Selçuklu sanatının; Asya, yerel Anadolu ve İslam kültür çevresi olmak üzere en az üç kaynağa dayandığını söyleyebiliriz.
Türkler’in İslam kültür çevresine girmeden önce yaşadıkları uzun devreler boyunca sürdürdükleri hayat tarzı, inanç sistemleri ve buna bağlı olarak da sanatları çok farklıydı. Dolayısıyla bu sürecin yankılarını taşıyan Selçuklu süslemeleri Türkler’in İslam dinini kabul etmelerinden sonra, katıldıkları yeni çevrelerde yarattıkları özgün bir sanat kesiti olmuştur.
Bilim, Edebiyat, Felsefe
Selçuklularda kent yaşamının gelişmesi ve ticaret yollarının güvenliği bilim, edebiyat ve felsefenin de ilerlemesine katkıda bulunmuştur. İslam dünyasının Gazali, Kuseyri gibi fıkıh, kelam, tefsir ve hadisi din bilginlerinin bir çoğu bu dönemde yetişmiştir. Selçuklular bütün dinlere ve mezheplere karşı hoşgörülü olmuşlardır fakat bu dönemde mezhep çatışmaları yoğun olduğu için din felsefesi de buna paralel ilerlemiştir.
Dönemin belirleyici felsefesi tasavvuf felsefesi olmuştur ve Mevlana, Yunus Emre, Hacı Bektaş-ı Veli gibi önemli isimler bu dönemin temsilcileri olmuşlardır.

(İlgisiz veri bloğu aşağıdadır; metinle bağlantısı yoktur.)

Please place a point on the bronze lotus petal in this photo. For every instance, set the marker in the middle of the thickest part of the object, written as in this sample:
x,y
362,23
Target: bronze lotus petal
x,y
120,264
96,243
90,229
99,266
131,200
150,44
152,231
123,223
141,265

\13. yüzyıl Anadolu’nun zor yılları olmuştur. Moğol İmparatoru Cengiz Han’ın istilaları ile büyük bir coğrafyada hayat alt üst olmuştur. Bu istilalar sonucunda otuz milyonun üzerinde insan katledilmiştir. Türki halk Anadolu’ya göç etmiştir. Beylikler dönemi başlamıştır. Cengiz Han, 1206 – 1227 tarihlerinde hüküm sürmüş ve Dünyanın en büyük İmparatorluğunu kurmuştur. Adı geçen Yunus Emre, Nasrettin Hoca gibi büyük isimler ise çocukluklarını ve gençliklerini bu istilaların gölgesinde yaşamışlardır.